Overachievers are individuals who "perform better or achieve more success than expected." The implicit presumption is that the "overachiever" is achieving superior results through excessive effort. In a teaching context, an "overachiever" is an educational label applied to students, who perform better than their peers when normalized for the instructor's perceptions of background, intelligence or talent. In the workplace context, individuals who are deemed to be overachievers are those with the drive to complete tasks above and beyond expectations and who set very high career goals for themselves.
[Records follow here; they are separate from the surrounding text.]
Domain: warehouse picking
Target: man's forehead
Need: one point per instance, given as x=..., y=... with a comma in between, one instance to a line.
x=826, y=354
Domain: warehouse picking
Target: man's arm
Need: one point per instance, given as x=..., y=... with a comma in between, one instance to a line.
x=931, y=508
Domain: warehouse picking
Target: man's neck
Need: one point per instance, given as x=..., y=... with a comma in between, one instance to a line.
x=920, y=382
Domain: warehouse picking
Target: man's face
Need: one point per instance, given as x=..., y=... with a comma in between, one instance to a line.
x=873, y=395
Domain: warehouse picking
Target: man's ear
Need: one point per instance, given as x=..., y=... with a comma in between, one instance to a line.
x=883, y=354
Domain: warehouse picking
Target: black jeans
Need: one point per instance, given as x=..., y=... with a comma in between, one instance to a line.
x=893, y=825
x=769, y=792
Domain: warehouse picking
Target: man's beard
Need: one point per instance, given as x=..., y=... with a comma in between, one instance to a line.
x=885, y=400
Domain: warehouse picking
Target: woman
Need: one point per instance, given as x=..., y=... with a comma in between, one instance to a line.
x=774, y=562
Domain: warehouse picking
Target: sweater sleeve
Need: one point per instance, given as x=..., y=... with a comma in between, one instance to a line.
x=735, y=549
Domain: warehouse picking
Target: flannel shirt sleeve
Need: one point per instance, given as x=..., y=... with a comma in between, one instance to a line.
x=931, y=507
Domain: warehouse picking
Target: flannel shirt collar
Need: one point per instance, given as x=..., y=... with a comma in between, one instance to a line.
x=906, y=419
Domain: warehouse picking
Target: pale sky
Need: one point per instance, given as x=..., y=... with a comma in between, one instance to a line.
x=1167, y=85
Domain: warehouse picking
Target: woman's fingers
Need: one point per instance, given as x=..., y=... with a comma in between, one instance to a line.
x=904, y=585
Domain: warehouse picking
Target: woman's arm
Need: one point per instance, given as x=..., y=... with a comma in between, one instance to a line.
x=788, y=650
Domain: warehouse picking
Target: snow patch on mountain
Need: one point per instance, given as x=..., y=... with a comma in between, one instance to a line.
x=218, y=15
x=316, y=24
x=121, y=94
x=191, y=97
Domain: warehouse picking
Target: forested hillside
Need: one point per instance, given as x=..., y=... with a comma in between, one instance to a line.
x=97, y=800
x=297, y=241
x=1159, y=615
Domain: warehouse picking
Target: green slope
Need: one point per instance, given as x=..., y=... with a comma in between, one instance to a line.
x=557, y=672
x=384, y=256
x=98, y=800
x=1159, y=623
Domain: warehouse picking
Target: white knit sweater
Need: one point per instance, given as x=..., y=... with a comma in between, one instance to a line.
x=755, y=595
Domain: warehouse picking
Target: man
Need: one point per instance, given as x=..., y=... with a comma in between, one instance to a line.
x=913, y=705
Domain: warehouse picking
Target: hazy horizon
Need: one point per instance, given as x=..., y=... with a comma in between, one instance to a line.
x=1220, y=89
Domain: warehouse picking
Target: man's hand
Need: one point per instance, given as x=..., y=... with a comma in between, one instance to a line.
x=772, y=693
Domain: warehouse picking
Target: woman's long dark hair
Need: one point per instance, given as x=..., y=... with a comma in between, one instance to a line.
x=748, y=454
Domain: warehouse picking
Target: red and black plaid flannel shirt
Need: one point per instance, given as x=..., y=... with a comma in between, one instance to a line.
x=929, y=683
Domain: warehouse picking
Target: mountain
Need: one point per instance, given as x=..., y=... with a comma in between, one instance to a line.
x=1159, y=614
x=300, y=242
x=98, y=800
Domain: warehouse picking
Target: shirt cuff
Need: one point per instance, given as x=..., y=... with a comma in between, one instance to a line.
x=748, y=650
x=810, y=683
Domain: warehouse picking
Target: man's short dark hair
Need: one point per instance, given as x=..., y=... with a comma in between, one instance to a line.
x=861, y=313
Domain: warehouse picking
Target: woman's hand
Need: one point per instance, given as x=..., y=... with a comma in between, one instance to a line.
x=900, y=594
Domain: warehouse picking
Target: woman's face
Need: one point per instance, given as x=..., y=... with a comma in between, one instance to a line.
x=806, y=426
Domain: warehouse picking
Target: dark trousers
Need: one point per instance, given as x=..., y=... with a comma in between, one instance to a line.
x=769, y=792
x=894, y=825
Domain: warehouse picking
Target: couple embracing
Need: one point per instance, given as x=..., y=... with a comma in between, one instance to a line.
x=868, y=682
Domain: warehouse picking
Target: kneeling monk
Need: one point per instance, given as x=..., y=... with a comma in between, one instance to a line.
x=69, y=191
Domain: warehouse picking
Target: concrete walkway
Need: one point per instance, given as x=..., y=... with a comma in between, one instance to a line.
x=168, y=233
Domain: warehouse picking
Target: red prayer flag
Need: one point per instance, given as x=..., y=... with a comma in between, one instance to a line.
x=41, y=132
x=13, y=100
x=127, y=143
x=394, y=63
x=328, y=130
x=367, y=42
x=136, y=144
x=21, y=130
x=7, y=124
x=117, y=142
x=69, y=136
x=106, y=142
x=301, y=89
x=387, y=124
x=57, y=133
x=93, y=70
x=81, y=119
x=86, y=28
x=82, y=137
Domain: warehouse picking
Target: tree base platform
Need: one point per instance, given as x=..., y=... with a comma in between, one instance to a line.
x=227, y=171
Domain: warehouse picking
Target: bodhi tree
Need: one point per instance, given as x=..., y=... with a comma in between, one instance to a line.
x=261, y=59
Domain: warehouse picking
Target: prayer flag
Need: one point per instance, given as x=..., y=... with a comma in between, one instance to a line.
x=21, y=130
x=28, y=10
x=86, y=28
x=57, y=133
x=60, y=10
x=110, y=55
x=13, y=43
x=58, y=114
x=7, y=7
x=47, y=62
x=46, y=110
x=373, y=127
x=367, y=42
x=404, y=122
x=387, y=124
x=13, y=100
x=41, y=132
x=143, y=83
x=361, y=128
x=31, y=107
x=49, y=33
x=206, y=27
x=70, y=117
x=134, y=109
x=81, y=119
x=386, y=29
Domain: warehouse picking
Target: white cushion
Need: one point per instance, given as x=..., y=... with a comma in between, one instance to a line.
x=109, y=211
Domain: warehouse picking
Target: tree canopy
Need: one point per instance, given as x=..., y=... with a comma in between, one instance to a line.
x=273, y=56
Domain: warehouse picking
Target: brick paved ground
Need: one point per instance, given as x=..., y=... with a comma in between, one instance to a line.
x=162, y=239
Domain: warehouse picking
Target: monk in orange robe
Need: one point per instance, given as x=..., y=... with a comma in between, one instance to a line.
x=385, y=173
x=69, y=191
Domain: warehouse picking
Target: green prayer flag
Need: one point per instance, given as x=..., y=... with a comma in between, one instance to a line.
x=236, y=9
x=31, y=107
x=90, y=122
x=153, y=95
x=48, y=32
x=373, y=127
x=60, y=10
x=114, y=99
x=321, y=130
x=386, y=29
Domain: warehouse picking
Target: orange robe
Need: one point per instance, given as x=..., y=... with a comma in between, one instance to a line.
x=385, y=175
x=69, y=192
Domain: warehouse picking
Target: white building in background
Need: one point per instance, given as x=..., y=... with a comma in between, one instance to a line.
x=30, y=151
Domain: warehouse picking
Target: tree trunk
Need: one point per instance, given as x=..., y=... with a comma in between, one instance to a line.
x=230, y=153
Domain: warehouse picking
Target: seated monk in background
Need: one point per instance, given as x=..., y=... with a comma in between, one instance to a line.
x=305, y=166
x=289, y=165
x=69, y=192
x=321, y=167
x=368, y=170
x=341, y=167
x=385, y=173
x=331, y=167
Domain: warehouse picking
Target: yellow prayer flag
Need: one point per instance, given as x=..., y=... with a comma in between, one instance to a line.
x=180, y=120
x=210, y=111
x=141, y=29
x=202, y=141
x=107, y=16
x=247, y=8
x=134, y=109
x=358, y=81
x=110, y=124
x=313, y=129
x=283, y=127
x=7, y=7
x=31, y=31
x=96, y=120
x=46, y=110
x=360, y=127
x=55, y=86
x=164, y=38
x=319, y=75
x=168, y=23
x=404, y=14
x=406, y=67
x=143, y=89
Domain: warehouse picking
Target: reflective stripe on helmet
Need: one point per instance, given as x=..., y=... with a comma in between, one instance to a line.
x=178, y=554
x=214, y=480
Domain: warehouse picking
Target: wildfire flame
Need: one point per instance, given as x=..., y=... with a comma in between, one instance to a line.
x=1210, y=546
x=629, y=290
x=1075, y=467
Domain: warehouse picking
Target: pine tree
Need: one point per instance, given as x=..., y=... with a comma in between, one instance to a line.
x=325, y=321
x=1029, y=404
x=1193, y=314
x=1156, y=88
The opposite term is underachiever.

In educational settings

Primary and secondary school
In an educational context, "overachiever" is defined as "a student who attains higher standards than the IQ indicated." Overachievers are generally contrasted with underachievers, who perform less well than the instructor thinks they should given their intelligence. An Encyclopedia of Psychology notes that “[g]enerally, these terms are not used by either educators or psychologists.” While the concept of over- and underachievers has wide acceptance among practicing teachers, it remains a controversial topic on several points:
 Both are labels which implicitly affect teacher behavior.  This frequently leads the labels to become self-fulfilling prophecies.
 The labels are based on a static and incomplete understanding of the nature of intelligence.  The ability to concentrate and to work in a dedicated manner cannot be separated from a person's "native" or "raw" intelligence in any meaningfully testable way.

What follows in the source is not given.